Принять своеобразную эстафету от Франции в развитии цветочного символизма Англии помогла ее давняя репутация по преимуществу сельской страны, приверженность к природному окружению в быту, обиходе. Благодаря Мильтону, Чосеру, Китсу и Шелли цветники английской поэзии были густо засажены как привычными для Англии растениями, так и экзотическими пришельцами. Преемственности принципов цветочного символизма от елизаветинской эпохи к викторианству могла помочь и известная географическая изолированность Англии. Но главную роль в приобретении цветочным кодом наиболее законченного вида сыграл английский консерватизм, ставший устойчивой приметой викторианства как образа жизни и национального менталитета.
О показательной «нерушимости» и неистребимости традиций Викторианской эпохи в некоторых сферах английского ритуализованного быта даже за ее историческими рамками свидетельствует такой штрих, имеющий непосредственное отношение к традициям цветочного символизма. Королева Виктория высадила в своем саду в 1840 г. мирт - символ супружества: национальная традиция предписывала этот ритуал девушке, готовящейся к браку, т. к. это растение должно было в будущем войти в свадебный букет. Если верить репортерам, в свадебном букете Дианы Спенсер, первой жены принца Чарльза, была веточка от мирта, посаженного Викторией.
Но вернемся в 1837 г., когда британский трон перешел к восемнадцатилетней королеве Виктории. Ей пред-
стояло править страной 64 года, за которые сменили друг друга как минимум три поколения англичан. Стоит напомнить, что к истинным викторианцам принадлежат Шерлок Холмс Конан Дойла и мисс Марпл Агаты Кристи. В рамки эпохи уместилось как торжество, так и начало заката Англии как самой богатой и мощной колониальной державы XIX в. Но одно оставалось за это время почти неизменным - вошедший в пословицы викторианский стиль жизни. Это была эпоха полного торжества Культуры над Природой. Любому проявлению естественности общественное мнение выносило смертный приговор. «Стиснутая стальным корсетом приличий» викторианская Англия была сверхрепрессивна по отношению к слишком человеческому.
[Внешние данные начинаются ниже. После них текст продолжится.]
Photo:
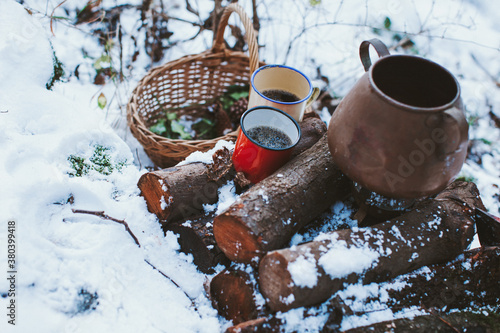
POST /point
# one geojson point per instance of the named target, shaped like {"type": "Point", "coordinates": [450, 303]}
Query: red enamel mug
{"type": "Point", "coordinates": [265, 142]}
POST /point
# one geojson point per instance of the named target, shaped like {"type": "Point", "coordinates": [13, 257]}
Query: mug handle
{"type": "Point", "coordinates": [364, 53]}
{"type": "Point", "coordinates": [313, 97]}
{"type": "Point", "coordinates": [463, 127]}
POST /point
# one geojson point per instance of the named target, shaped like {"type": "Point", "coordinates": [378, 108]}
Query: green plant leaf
{"type": "Point", "coordinates": [179, 129]}
{"type": "Point", "coordinates": [159, 128]}
{"type": "Point", "coordinates": [204, 128]}
{"type": "Point", "coordinates": [104, 61]}
{"type": "Point", "coordinates": [387, 23]}
{"type": "Point", "coordinates": [102, 101]}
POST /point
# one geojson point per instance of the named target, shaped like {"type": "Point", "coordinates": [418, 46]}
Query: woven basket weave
{"type": "Point", "coordinates": [183, 85]}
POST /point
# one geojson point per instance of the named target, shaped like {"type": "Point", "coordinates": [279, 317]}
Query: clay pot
{"type": "Point", "coordinates": [401, 130]}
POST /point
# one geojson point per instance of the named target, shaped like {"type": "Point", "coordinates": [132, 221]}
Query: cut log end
{"type": "Point", "coordinates": [156, 194]}
{"type": "Point", "coordinates": [276, 281]}
{"type": "Point", "coordinates": [236, 240]}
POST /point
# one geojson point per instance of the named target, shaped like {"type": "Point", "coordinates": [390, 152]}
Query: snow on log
{"type": "Point", "coordinates": [435, 231]}
{"type": "Point", "coordinates": [266, 216]}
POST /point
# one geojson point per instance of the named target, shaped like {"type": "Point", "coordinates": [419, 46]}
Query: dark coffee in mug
{"type": "Point", "coordinates": [269, 137]}
{"type": "Point", "coordinates": [280, 95]}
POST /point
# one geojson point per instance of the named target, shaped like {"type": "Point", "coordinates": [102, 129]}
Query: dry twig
{"type": "Point", "coordinates": [105, 216]}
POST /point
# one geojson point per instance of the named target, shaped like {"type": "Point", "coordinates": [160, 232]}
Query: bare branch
{"type": "Point", "coordinates": [105, 216]}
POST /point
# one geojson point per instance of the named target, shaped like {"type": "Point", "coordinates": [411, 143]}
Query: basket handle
{"type": "Point", "coordinates": [253, 48]}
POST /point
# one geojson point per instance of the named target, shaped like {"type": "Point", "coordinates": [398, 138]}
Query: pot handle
{"type": "Point", "coordinates": [463, 127]}
{"type": "Point", "coordinates": [364, 53]}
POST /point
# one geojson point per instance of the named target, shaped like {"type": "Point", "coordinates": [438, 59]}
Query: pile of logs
{"type": "Point", "coordinates": [251, 239]}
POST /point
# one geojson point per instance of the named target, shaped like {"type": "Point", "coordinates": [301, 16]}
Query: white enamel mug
{"type": "Point", "coordinates": [283, 78]}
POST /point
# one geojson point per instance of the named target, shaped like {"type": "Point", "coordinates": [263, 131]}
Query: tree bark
{"type": "Point", "coordinates": [436, 231]}
{"type": "Point", "coordinates": [178, 192]}
{"type": "Point", "coordinates": [232, 294]}
{"type": "Point", "coordinates": [473, 280]}
{"type": "Point", "coordinates": [453, 322]}
{"type": "Point", "coordinates": [266, 216]}
{"type": "Point", "coordinates": [269, 324]}
{"type": "Point", "coordinates": [181, 191]}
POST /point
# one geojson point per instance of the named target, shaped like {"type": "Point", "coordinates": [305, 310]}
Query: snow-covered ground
{"type": "Point", "coordinates": [80, 273]}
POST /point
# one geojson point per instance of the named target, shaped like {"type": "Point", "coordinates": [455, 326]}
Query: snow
{"type": "Point", "coordinates": [342, 260]}
{"type": "Point", "coordinates": [303, 271]}
{"type": "Point", "coordinates": [81, 273]}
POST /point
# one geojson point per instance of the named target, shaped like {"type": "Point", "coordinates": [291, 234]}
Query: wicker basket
{"type": "Point", "coordinates": [183, 85]}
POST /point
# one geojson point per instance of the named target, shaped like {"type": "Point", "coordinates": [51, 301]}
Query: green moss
{"type": "Point", "coordinates": [100, 161]}
{"type": "Point", "coordinates": [58, 72]}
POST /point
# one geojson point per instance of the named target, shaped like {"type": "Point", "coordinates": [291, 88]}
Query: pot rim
{"type": "Point", "coordinates": [408, 107]}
В английской культуре не было места открытой чувственности, а уж тем более сексу. Даже для кабинетных роялей шили специальные чехлы-юбочки - чтобы скрыть от взоров посетителей гостиных хоть рояльные, но все же «ножки». Известно, что и книги было принято расставлять на книжных полках по принадлежности автора к сильной или слабой половине человечества: книгам писательниц неприлично было оказаться бок о бок с произведениями писателей-мужчин.
В литературу не допускались не то что изображения, но и невинные намеки на естественные проявления человеческой природы. Язвительный Набоков поделился с читателями «самым трогательным образчиком викторианского ханжества», который он обнаружил в старом английском переводе «Анны Карениной» «Вронский спрашивает Анну, что с ней. «Я beremenna» (курсив переводчика), - отвечает Анна, предоставляя иностранно -му читателю гадать, что за таинственная восточная болезнь поразила ее, а все потому, что, по мнению переводчика, беременность могла смутить иную невинную душу и лучше было написать русское слово латинскими буквами» [2. C. 389].
Внешняя благопристойность, респектабельность и пуританская мораль диктовали чрезмерную избирательность в речи, лицемерие в поведении, заставляющее скрывать истинные и естественные чувства. Можно предположить, что фетишизация викторианского образа жизни и подтолкнула развитие цветочного кода на новой почве. Беверли Ситон, автор монографии по истории языка цветов, справедливо считает, что в сфере этикета не было «ничего более прельстительного, более удобного и абсолютно викторианского», чем тайная флоропись. Добавим к этому утверждению аргумент английского поэта Томаса Гуда (Thomas Hood, 1799-1845): только «ароматные цветы могут высказать то, что боится обнаружить страсть / sweet flowers alone can say what passion fears revealing» (из поэмы «Язык цветов»).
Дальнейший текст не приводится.